Through this keyboard, the dolphins learned to perform activities on demand, and also to express their desire for them. (Also see Denise Herzing’s talk.)
“You can’t get more alien than the dolphin. We’re separated by 95 million years of divergent evolution. These are true non-terrestrials,” says Reiss. “This [is] self-organized learning, the same thing we heard from TED Prize winner Sugata Mitra.” (Mitra created the famous “hole in the wall” experiment in self-organized learning in India.)
Peter Gabriel shared a video (see video excerpt below) of a bonobo with a keyboard. This was the first time this bonobo had ever seen a keyboard. And with accompaniment, she played truly amazing music.

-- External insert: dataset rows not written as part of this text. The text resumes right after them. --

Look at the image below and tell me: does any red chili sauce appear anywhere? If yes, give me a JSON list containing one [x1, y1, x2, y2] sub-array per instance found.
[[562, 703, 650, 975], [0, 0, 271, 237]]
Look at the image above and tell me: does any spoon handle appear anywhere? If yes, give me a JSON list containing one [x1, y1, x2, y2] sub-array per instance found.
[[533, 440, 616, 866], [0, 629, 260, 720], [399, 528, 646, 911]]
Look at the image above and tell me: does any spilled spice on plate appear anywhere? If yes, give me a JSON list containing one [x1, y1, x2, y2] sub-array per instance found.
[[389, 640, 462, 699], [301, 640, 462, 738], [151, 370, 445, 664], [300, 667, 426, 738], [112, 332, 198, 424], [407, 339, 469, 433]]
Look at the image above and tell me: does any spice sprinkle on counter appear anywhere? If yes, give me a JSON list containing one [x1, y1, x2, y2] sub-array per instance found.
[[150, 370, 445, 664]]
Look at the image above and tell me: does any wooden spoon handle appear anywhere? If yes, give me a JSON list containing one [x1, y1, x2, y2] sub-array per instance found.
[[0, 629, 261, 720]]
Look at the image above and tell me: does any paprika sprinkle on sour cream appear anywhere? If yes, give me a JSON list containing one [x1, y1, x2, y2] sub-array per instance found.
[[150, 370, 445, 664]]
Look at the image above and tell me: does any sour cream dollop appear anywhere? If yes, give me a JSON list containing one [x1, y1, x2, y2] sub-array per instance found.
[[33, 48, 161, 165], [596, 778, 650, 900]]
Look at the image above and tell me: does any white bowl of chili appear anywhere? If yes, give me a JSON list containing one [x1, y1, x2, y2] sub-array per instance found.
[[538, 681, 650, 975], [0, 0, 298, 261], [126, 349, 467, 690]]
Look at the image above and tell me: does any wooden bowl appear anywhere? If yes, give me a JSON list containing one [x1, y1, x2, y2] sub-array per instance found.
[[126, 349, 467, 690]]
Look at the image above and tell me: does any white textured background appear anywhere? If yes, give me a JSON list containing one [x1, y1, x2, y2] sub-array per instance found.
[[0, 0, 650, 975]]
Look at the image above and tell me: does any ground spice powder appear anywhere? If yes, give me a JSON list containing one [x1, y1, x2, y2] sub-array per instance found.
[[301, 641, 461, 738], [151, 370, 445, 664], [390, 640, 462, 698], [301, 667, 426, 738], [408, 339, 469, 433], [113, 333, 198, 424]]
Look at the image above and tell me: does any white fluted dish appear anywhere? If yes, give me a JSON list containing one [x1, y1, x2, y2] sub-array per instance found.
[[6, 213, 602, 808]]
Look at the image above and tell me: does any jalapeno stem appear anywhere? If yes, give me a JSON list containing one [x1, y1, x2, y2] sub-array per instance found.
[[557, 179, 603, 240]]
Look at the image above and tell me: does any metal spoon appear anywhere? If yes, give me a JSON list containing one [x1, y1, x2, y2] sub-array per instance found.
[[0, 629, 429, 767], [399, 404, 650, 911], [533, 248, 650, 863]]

As KurzweilAI noted last April, Bonobos at Bonobo Hope Great Ape Trust Sanctuary (see notes under the Gabriel YouTube video) use touch displays to communicate with people. An iPad app to communicate with people via the Internet was proposed in a failed Kickstarter project.
Neil Gershenfeld, the Director of MIT’s Center for Bits and Atoms, video-conferenced in animals live — including orangutans in Waco, Texas, dolphins at the National Aquarium in Baltimore, and elephants in Thailand.
Gershenfeld is known for his work in the internet of things. And he thinks animals can be a part of it, too. ”We’re starting to think about how you integrate the rest of the biomass of the planet into the Internet,” he says.